Representations of deductions in LF typically contain a lot of redundant information. In order to make LF practical, Twelf gives the user the opportunity to omit redundant information in declarations and reconstructs it from context. Unlike for functional languages, this requires recovering objects as well as types, so we refer to this phase as term reconstruction.

There are criteria which guarantee that the term reconstruction problem is decidable, but unfortunately these criteria are either very complicated or still force much redundant information to be supplied. Therefore, the Twelf implementation employs a reconstruction algorithm which always terminates and gives one of three answers:

1. yes, and here is the most general reconstruction;
2. no, and here is the problem; or
3. maybe.

The last characterizes the situations where there is insufficient information to guarantee a most general solution to the term reconstruction problem. Because of the decidable nature of type-checking in LF, the user can always annotate the term further until it falls into one of the definitive categories.

## 4.1 Implicit Quantifiers

The model of term reconstruction employed by Twelf is straightforward, although it employs a relatively complex algorithm. The basic principle is a duality between quantifiers omitted in a constant declaration and implicit arguments where the constant is used. Recall some definitions in the signature defining natural deductions (see section 3.6 Sample Signature).

```o : type.
and : o -> o -> o.   %infix right 10 and
nd : o -> type.
andi : nd A -> nd B -> nd (A and B).
```

The last declaration contains `A` and `B` as free variables. Type reconstruction infers most general types for the free variables in a constant declaration and adds implicit quantifiers. In the example above, `A` and `B` must both be of type `o`. The internal form of the constant thus has one of the following two forms.

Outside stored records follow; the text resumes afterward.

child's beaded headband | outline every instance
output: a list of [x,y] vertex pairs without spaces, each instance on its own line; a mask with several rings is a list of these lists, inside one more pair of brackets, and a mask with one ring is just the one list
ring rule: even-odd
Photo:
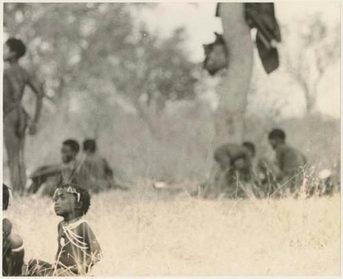
[[73,184],[65,184],[63,185],[62,187],[58,188],[55,190],[55,192],[54,193],[53,199],[56,199],[56,198],[58,196],[61,195],[62,189],[66,188],[67,193],[76,194],[76,196],[78,197],[78,203],[80,203],[80,199],[81,198],[81,194],[76,190],[75,187],[73,186]]

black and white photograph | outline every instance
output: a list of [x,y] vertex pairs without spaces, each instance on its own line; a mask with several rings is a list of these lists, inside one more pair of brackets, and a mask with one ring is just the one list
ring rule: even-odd
[[3,276],[340,275],[340,1],[1,5]]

```andi : {A:o} {B:o} nd A -> nd B -> nd (A and B).
andi : {B:o} {A:o} nd A -> nd B -> nd (A and B).
```

These forms are printed during type reconstruction, so the user can examine if the result of reconstruction matches his expectations.

## 4.2 Implicit Arguments

The quantifiers on `A` and `B` in the declaration

```andi : nd A -> nd B -> nd (A and B).
```

were implicit. The corresponding arguments to `andi` are also implicit. In fact, since the order of the reconstructed quantifiers is arbitrary, we cannot know in which order to supply the arguments, so they must always be omitted. Thus a constant with n implicit quantifiers is supplied with n implicit arguments wherever it is seen. These implicit arguments are existential variables whose value may be determined from context by unification.

For example, using also

```true : o.
truei: nd (true).
```

we have

```(andi truei truei) : nd (true and true).
```

During parsing, the expression `(andi truei truei)` is interpreted as

```(andi _ _ truei truei)
```

where the two underscores stand for the implicit `A` and `B` arguments to `andi`. They are replaced by existential variables whose value will be determined during type reconstruction. We call them `A1` and `A2` and reason as follows.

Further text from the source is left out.